Total expenditures for programs in Article IV rose from $78.9 million in fiscal 1990 to $186.6 million in 2002, an increase of 136.6 percent. In real (1990) dollars, the total grew to $131.1 million, a 66.3 percent increase. In 2002, Article IV represented 0.35 percent of all spending used in the statewide index calculation.

The review team created 44 separate expenditure indices for Article IV agencies, all of them based either on salary and wage expenditures per FTE or expenditures per 10,000 Texans.

The combined Article IV expenditure index rose to 1.78 during the 1990-2002 period, representing a 78 percent increase in expenditures per workload unit.
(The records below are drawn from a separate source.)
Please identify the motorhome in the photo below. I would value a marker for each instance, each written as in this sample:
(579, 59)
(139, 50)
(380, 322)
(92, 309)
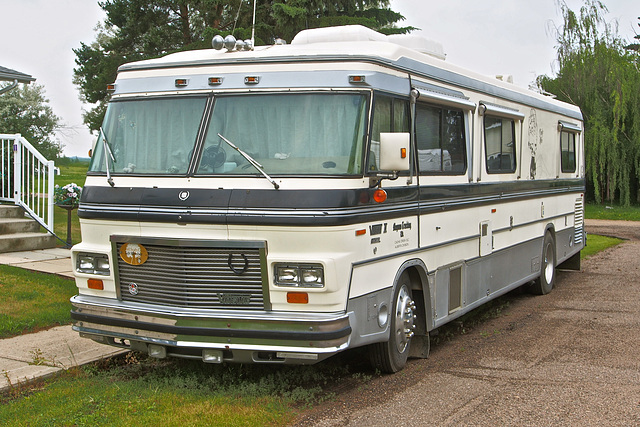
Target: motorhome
(281, 204)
The largest individual Article IV indices for 2002 include:

10.70, for “All Other” (non-salary) Supreme Court spending. Expenditures under this index rose from $328,000 in fiscal 1990 to $6 million in 2002, or by 1,742 percent; in real terms, the rise was 1,240 percent. Most of this dramatic growth was attributable to the 1997 Legislature’s creation of the Basic Civil Legal Services program, as well as Metropolitan Court Backlog Reduction, a 1999 initiative intended to equalize workloads among various courts of appeals. This index accounted for 3.2 percent of all Article IV expenditures in fiscal 2002.

4.97, for “All Other” (non-salary) Office of Court Administration (OCA) spending. Expenditures within this index rose from $1.6 million in fiscal 1990 to $13.6 million in 2002, a 756.2 percent increase; real (1990 dollars) expenditures rose by 523.1 percent. “All Other” real expenditures per 10,000 Texans rose by 397.3 percent over the study period. This growth reflected the addition of new OCA responsibilities, including the addition of court masters to hear child support enforcement cases in fiscal 1994; the Judicial Committee on Information Technology’s effort to enhance information technology in state courts; and the 2001 addition of eight foster care courts. In addition, the 2001 Legislature authorized OCA to make grants to counties for indigent defense services. In fiscal 2002, grant expenditures totaled $7.9 million. Fiscal 2002 expenditures for the index accounted for 7.3 percent of all Article IV expenditures.

Only two other Article IV indices exceeded 2.0:

2.90, for “All Other” (non-salary) Tenth Court of Appeals District spending. Expenditures for this index rose from $66,000 in fiscal 1990 to $328,000 in 2002 (400.5 percent); the real increase was 263.9 percent. Real expenditures per 10,000 Texans rose by 190.4 percent. Fiscal 2002 expenditures for the index accounted for 0.2 percent of all Article IV expenditures.

2.30, for “All Other” (non-salary) Comptroller Judiciary Section spending. This index covers state spending related to judicial salaries and other payments distributed by the Comptroller’s office. Expenditures in this index rose from $9.8 million in 1990 to $39 million in 2002 (296.5 percent); in real terms, the growth was 188.5 percent, and was largely attributable to a variety of new payments, including salary supplements to county judges and county attorneys and the Texas Department of Criminal Justice’s Prison Prosecution Unit. The county salary supplements are distributed as grants to counties, which then use the funding to pay eligible persons. “All Other” real expenditures per 10,000 Texans rose by 130.3 percent from 1990 to 2002. Fiscal 2002 expenditures for this index accounted for 20.9 percent of all Article IV expenditures.

The index with the largest share of 2002 Article IV spending was Comptroller Judiciary Section payments for salary and wages, at $68.9 million or 36.9 percent of all Article IV spending. Expenditures for this index rose by 72.1 percent, from $40 million in 1990. In real (1990) dollars, expenditures rose by 18 percent. The number of FTEs for this index rose from 525 to 570.7 over the study period, producing a cumulative increase in salary and wage real expenditures per FTE of 8.5 percent and an index of 1.09. (FTEs under this index represent visiting and district court judges eligible to receive funding.)